テヘラン:イラン大統領は29日、国連の核監視機関がイラン国内の未申告施設の調査を終了しないかぎり、世界の大国と締結した2015年の核合意の復活は無意味であると述べた。

イブラヒム・ライシ氏のコメントは、画期的な同合意を救うためにEUが提案した「最終」文書に対するイラン側の提案に対する米国の反応を、イラン政府が検討している過程でのものだ。

米国はイランに対し、未申告施設3カ所での過去の作業に関する疑惑を晴らすために国際原子力機関(IAEA)に協力することを、強固に要求していた。

「交渉では、保障措置の問題は根幹をなす問題の一つである。保障措置の問題はすべて解決されなければならない」と、首都テヘランで行われた記者会見でライシ氏は述べた。

「保障措置問題が解決されなければ、合意に向けた協議は無意味だ」

IAEAは、核物質の痕跡のことを「保障措置」問題と呼んでいる。

イランは、合意が復活して履行段階に入る前にこの問題を終わらせることをIAEAに繰り返し求めているが、米国務省のヴェダント・パテル報道官は木曜日、合意と未申告施設の関係に「いかなる条件も付けるべきではないと考えている」と述べた。

6月にIAEA理事会は、核活動拠点として未申告の施設3カ所で濃縮ウランの痕跡が発見されたことに関し、十分な説明がなされていないとして、イラン非難決議を採択した。

核合意復活の期待が高まるなか、先週、IAEAのラファエル・グロッシー事務局長はCNNのインタビューに応じ、IAEAが回答を受け取ることなく調査を打ち切るという見方を否定した。

「政治的な理由から仕事を中止するという考え方は受け容れがたい。これまでに、イランは私たちが求める技術的に信頼できる説明を行っていない」

グロッシー氏は29日、2015年合意の履行に関するIAEA加盟国への最新の報告書で、イランが、ナタンズに最近設置された3つの遠心分離機カスケードのうちの1つでウラン濃縮を開始したことを発表した。

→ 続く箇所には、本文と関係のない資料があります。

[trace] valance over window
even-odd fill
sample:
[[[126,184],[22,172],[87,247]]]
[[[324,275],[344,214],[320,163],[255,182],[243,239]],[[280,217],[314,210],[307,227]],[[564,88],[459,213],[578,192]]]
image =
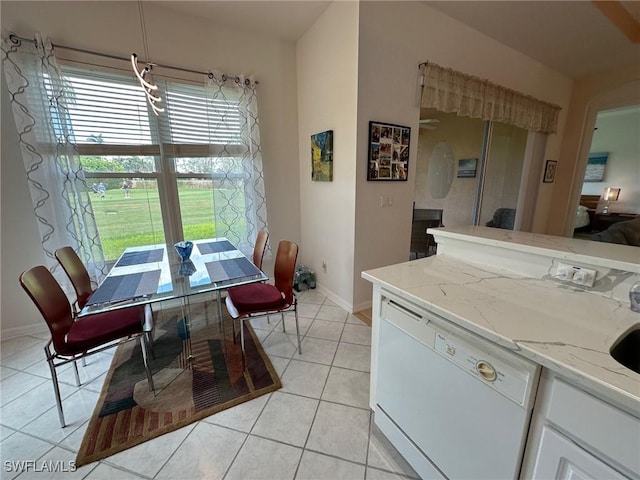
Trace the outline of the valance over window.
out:
[[[537,133],[557,131],[557,105],[435,63],[423,63],[420,68],[424,108],[507,123]]]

イラン・イスラム共和国と、英国、中国、フランス、ドイツ、ロシア、米国からなる世界的な大国6カ国との間で締結された合意は、イランが核開発計画を制限するのと引き換えに、同国に対する制裁を緩和するものだった。

ジョー・バイデン米大統領は2021年の就任以来、前任のドナルド・トランプ氏が2018年に一方的に破棄した同合意に米国を復帰させることを目指してきた。

昨年4月に開始されたウィーンでの協議は、米国については対イラン制裁の解除などを通じて核合意に復帰させ、イランについては約束の完全な遵守に復帰させることを目指している。

これまでイランと米国の間接交渉は欧州連合の仲介で行われてきた。

ライシ氏は、来月開催される国連総会の際にバイデン氏と会談するかどうかについて改めて否定的見解を表明した。

「私と彼が会談しても何の価値もない…その種の会談の予定はなく、今後もまったくないだろう」

イランの最大の敵であるイスラエルは、同盟国・米国やその他の西側諸国に対し、イランとの核交渉の中止を迫っている。

イスラエルのヤイール・ラピード首相は28日、イランとの新たな合意には、期限と「イランの弾道ミサイル計画にも対処できる」より厳格な監視が含まれる必要があると述べた。

「現実的な軍事的脅威が俎上に載せられるなら、我が国はこの種の合意に達することができる」と、ラピード氏は付け加えた。

ライシ氏は、「(イランの)核科学者の暗殺」や核施設の「破壊行為」といったイスラエルの行動は、イランの核開発計画を「中止させることはできない」と述べた。

また、イスラエルがイランに対して「何かを実行しようと決定した場合、行動する時間はないかもしれない」と警告を発した。

正式には包括的共同行動計画(JCPOA)と呼ばれる2015年合意は、イランが常に否定してきた核兵器開発を阻止することを目指していた。

ライシ氏は、「我が国の国防ドクトリンに核兵器の占める場所はない」と強調した。